The new partnership coming to schools such as Allen-Stevenson, however, could help provide some serious additional momentum for a sport that has drawn a fair share of adult attention (and occasional controversy) borough-wide.
After all, Conquer Kids openly describes the initiative as “a historic milestone” and “a new standard for grassroots growth and community engagement in the fastest-growing sport in America.”
The Allen-Stevenson School, a pricey K-8 institution where tuition goes for more than $60,000 per pupil, is located not far from Carl Schurz Park on E. 86th St. After the sport and its proponents arrived at the public park—which abuts Gracie Mansion—a sort of low-intensity public conflict flared up, in what Our Town dubbed the “Pickleball Wars.”
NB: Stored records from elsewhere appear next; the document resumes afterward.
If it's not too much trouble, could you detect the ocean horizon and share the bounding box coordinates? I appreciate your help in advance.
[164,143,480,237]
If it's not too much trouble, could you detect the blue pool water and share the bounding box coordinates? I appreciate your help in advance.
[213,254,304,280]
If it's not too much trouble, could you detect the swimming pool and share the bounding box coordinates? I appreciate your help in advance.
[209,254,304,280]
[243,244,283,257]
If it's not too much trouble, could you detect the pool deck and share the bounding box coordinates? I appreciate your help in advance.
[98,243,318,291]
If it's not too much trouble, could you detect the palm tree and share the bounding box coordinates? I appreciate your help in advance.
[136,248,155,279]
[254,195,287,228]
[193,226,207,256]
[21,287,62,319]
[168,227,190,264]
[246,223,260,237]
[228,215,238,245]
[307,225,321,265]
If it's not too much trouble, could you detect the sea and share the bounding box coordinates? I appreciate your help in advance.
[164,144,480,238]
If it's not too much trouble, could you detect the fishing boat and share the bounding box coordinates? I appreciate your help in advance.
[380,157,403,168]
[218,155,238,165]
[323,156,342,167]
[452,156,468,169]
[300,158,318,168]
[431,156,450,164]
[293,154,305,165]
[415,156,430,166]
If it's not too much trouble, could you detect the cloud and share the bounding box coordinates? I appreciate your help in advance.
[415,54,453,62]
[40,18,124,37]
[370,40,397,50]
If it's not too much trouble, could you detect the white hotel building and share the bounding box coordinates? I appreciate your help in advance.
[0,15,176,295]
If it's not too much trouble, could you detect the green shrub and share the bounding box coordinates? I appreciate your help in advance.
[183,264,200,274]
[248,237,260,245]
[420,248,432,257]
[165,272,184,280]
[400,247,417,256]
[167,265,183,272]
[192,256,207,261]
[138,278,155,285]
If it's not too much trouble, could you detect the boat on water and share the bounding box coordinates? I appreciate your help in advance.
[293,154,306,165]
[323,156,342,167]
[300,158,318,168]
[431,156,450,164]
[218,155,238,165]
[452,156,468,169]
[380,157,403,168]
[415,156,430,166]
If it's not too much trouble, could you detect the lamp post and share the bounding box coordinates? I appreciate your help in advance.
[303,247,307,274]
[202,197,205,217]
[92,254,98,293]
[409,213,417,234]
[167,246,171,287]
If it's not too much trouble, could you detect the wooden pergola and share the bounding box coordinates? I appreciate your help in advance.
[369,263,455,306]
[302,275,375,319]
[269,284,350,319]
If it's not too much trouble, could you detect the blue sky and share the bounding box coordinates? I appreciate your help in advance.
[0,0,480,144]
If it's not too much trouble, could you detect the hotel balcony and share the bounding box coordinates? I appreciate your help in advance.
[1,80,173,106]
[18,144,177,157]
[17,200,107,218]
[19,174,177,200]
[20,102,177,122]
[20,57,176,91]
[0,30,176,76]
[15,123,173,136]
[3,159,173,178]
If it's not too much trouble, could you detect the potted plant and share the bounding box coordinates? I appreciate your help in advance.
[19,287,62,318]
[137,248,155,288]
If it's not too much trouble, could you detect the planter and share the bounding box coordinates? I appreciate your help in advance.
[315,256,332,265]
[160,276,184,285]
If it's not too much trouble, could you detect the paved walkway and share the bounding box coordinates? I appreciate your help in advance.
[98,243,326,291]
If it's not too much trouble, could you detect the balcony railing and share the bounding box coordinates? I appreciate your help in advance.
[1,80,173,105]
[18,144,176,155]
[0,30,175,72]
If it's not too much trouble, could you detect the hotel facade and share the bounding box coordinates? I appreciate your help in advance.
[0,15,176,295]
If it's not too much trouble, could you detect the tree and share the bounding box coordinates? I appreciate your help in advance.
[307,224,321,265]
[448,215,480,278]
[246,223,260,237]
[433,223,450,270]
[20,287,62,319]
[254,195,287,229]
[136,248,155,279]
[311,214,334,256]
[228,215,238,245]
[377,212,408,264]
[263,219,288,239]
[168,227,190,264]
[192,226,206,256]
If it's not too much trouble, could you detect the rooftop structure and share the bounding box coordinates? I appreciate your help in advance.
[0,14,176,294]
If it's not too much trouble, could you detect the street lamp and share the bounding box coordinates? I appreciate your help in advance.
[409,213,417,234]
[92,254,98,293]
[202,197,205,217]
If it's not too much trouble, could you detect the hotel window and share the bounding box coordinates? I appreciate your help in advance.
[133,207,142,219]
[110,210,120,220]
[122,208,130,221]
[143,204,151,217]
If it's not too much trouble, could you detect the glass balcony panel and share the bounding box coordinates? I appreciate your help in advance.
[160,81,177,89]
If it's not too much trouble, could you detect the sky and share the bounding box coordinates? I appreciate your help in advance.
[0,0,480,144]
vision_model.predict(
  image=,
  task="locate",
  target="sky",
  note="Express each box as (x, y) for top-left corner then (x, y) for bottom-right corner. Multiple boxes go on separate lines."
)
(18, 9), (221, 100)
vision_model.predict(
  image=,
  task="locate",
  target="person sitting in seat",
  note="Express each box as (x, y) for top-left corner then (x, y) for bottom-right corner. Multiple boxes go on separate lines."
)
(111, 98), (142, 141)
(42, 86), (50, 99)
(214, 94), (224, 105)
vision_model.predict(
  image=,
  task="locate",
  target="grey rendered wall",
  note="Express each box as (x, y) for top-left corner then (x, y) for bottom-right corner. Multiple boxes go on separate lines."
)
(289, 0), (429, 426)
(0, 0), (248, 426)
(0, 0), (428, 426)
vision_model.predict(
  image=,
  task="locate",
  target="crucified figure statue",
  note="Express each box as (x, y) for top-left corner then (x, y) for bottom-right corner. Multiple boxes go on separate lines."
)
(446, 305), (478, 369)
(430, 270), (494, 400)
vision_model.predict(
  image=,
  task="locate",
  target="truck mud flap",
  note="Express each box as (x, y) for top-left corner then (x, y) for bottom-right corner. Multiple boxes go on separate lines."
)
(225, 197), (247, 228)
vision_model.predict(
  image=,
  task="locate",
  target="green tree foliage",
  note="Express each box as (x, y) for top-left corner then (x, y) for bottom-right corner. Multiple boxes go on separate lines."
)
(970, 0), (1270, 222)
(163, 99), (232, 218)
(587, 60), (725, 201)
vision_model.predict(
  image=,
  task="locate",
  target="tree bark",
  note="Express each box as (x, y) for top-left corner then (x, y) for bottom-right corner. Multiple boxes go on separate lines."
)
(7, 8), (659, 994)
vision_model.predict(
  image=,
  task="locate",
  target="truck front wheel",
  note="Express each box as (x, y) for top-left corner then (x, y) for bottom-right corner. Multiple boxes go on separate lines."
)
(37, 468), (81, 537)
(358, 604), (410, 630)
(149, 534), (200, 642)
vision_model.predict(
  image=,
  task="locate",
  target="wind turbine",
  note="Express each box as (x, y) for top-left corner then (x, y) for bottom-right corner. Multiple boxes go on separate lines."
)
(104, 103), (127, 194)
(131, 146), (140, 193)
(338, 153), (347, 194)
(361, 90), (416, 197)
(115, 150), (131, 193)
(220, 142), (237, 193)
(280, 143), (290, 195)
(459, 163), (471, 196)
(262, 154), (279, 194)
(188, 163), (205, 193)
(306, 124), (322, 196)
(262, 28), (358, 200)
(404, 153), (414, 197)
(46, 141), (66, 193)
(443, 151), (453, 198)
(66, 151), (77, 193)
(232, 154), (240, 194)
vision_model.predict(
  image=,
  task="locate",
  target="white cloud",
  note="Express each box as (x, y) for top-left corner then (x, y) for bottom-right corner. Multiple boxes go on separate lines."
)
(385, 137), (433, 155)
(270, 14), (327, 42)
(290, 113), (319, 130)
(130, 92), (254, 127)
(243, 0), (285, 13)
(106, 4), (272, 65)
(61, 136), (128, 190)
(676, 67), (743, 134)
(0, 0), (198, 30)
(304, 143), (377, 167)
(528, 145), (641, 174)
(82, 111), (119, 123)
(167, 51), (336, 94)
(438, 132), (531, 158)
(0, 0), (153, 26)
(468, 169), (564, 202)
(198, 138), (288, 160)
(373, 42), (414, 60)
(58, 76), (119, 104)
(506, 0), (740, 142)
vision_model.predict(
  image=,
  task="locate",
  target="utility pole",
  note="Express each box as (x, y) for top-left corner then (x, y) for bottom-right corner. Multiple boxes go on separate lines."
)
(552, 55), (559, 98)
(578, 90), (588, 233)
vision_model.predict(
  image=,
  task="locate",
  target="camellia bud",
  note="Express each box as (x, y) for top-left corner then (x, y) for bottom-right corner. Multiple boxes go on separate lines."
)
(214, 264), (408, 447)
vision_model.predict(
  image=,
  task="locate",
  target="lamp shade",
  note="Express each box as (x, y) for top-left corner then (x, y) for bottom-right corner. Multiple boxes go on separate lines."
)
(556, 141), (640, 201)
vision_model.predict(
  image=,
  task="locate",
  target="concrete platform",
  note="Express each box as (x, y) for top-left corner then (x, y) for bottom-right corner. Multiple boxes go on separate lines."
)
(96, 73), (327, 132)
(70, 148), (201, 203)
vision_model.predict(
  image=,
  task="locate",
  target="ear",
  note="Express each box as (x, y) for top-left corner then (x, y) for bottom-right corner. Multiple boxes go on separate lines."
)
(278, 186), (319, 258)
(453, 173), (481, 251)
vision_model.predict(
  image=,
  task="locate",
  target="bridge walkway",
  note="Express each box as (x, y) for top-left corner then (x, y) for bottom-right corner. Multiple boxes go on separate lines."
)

It’s unclear if that simmering beef, which has involved certain local residents expressing frustration that “picklers” successfully took over half of the park’s recreational space for their own usage, will find any parallels in the Conquer rollout targeting NYC schools.
Pickleball, after all, has already found a foothold in other school systems across the United States.
It’s now being offered as a varsity high-school sport in the Montgomery County public system in Maryland, for example, with one 15 year-old participant telling NPR that its appeal stems from its character as “a very casual game” that you can also “play competitively...with your dad or your grandma.”